Their work is also one of changing the political realities of Armenia. “We want to make sure that the political processes in Armenia are more ideas-based and more content-based,” says Avetisyan. “Elections in Armenia are often based on personal beliefs and links rather than on real ideas. People vote for the people they know, or people who have done something for them. No one reads party political programmes, and often parties didn’t even bother to develop proper policy programmes. We are working to change that. We are trying to create a supply and demand for political ideas, agendas and programmes, not just political gain and benefits.”

“In fact, that is one of the main reasons why we wanted to do this work. Often the reason that people are disinterested in politics is because they are manipulated and disinformed and political processes are unnecessarily complicated. This digital platform gave us the opportunity to reach more people with less resources,” she concludes.

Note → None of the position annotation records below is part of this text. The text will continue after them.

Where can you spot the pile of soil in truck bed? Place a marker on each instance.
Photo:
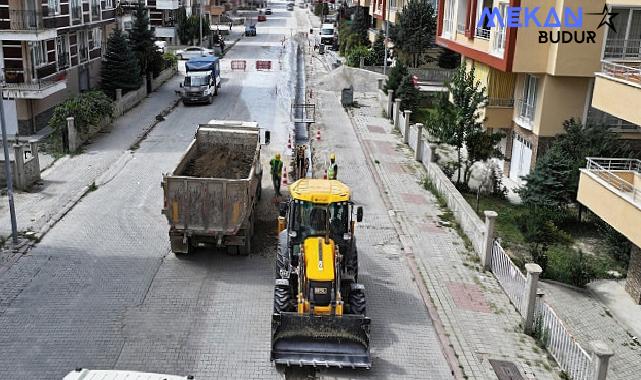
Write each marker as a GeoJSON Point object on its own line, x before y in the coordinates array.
{"type": "Point", "coordinates": [221, 162]}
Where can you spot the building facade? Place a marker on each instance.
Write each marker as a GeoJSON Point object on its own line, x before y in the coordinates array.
{"type": "Point", "coordinates": [611, 187]}
{"type": "Point", "coordinates": [532, 86]}
{"type": "Point", "coordinates": [49, 50]}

Melikan notes that in the past, many civil activists like her, distanced themselves from politics. “We felt that politics was not for us. We were not political. But today, in the post-revolutionary period, times have changed in Armenia, and we felt it was the right time to try to build political dialogue and to encourage civil society and politics to work together."

“We are trying to build democracy in our country and to fight for human rights protection. One of our objectives today is to break the stereotype that being political is bad,” she says.

The day we speak with Melikan and Avertisyan, the Political Compass initiative is celebrating its one-year anniversary. They are both proud of the team they have built around them this past year and of what they have achieved so far. As Melikan puts it, “We are two young people who had an idea for dialogue and we are being taken seriously. When I told colleagues and friends that it was our one-year anniversary, they were surprised. They thought we had been around much longer than that. We have made a name for ourselves. People know us and we are making an impact on our country with our work.”

 

Disclaimer: This article reflects the views of the grantee(s) featured and does not necessarily represent official opinion of the European Endowment for Democracy (EED).